Liebe Silvestergemeinde zu St. Marien!

Mit Freude bin ich hier und finde es schön, wie viele gekommen sind – zu einer gemeinsamen Stunde Zeit, in der wir alle nichts mehr erreichen müssen außer uns selbst. Kostbare Zeit, weil wir dankbar auf glückliche Momente zurückschauen können. Auf Liebe, glückliche Geburt, Freundschaft. Aber auch das macht diese Stunde kostbar, dass man würdigt, was einen traurig macht und was man persönlich an Verlorenem zu betrauern hat.  

So viel ist im vergangenen Jahr passiert. Und besonders der Anschlag in Berlin beschäftigt die Menschen. Voller Mitgefühl für die Opfer und Angehörigen, zugleich erschüttert durch die Terrorgewalt hält alles inne, so kommt es mir vor. Und es ist zu merken, wie die Sehnsucht immer stärker wird nach mehr Zusammenhalt in dieser Gesellschaft!

Besonnen und nachdenklich also mag‘s heute sein. Aber – auch das ist Silvester – die Pauken und Trompeten gehören ebenfalls gespielt! Silvester umfasst dies alles zugleich, Feierlaune und Melancholie. Erinnerung und Zukunftsmut. Abschiedliches und der Aufbruch ins Neue.

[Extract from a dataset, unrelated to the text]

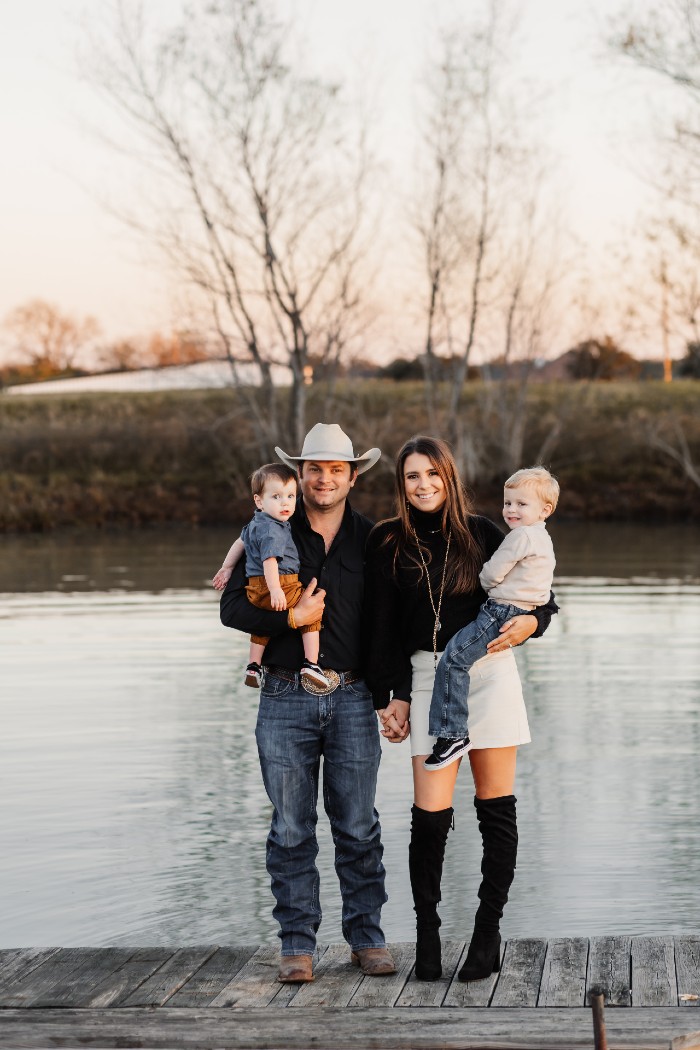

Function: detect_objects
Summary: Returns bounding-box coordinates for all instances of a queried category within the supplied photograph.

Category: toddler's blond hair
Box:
[504,466,559,511]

Zugleich. Lasst beides miteinander wachsen zur Ernte  – sagt dazu das Evangelium, das wir eben gehört haben. Nicht zu früh trennen, was vermeintlich nicht zusammen passt. Nicht zu früh beurteilen, ablehnen, rausreißen, erst einmal wachsen lassen und dann schauen, wieviel geht. Das ist die Quintessenz von Jesu Rede. Ein Plädoyer fürs Zugleich.

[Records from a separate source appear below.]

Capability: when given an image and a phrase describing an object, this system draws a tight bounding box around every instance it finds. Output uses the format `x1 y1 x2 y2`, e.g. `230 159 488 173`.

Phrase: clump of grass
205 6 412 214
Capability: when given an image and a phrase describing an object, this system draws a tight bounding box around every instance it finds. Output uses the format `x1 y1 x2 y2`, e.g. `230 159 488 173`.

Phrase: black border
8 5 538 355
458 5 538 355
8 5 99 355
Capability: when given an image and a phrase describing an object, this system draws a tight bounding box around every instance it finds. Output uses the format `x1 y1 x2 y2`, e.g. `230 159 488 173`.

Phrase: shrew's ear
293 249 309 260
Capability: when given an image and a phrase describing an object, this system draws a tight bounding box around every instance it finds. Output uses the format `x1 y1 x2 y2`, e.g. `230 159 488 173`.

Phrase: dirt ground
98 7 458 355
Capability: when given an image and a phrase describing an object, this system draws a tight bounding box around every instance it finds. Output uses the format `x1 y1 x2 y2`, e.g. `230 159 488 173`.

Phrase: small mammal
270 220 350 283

Genau verstanden habe ich dieses Gleichnis eigentlich erst, seit ich genau dort war, im Heiligen Land. Gemeinsam mit einer Delegation der katholischen Bischofskonferenz waren wir vom Rat der EKD unterwegs zu den Wurzeln unseres Glaubens. Im Oktober. Bei (hier im Moment wohlig zu erinnernden) 30 Grad im Schatten. Da sind nicht nur die Füße, sondern auch die Herzen warm geworden. Und wir haben viel gelernt vom Zugleich. Wie man verschieden sein und zugleich sich sehr nahe kommen kann. Wie es uns hat wachsen lassen, dass wir gemeinsam unvertraute Wege gegangen sind.

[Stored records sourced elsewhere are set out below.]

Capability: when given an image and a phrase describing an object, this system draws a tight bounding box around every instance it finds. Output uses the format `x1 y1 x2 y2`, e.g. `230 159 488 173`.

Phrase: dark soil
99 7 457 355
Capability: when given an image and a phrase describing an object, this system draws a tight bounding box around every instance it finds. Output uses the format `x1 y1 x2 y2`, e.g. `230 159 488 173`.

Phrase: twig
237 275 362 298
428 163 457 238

Es gab so viel „zugleich“. Sehr nachdenkliche Momente, schmerzhafte auch, als wir uns gewahr wurden, dass wir als Bischöfe nicht gemeinsam Abendmahl feiern können – gerade an dem Ort, an dem Jesus es feierte mit seinen Jüngerinnen und Jüngern. Und es gab Momente mit Pauken und Trompeten, ansteckendes Lachen am Abend, direkt beschienen vom großen Mond am See Genezareth. So oft wie in den sechs Tagen unserer gemeinsamen Pilgertour, stöhnte ein katholischer Kollege, habe er noch nie „Der Mond ist aufgegangen“ singen müssen. Was tut man nicht alles für die Evangelischen.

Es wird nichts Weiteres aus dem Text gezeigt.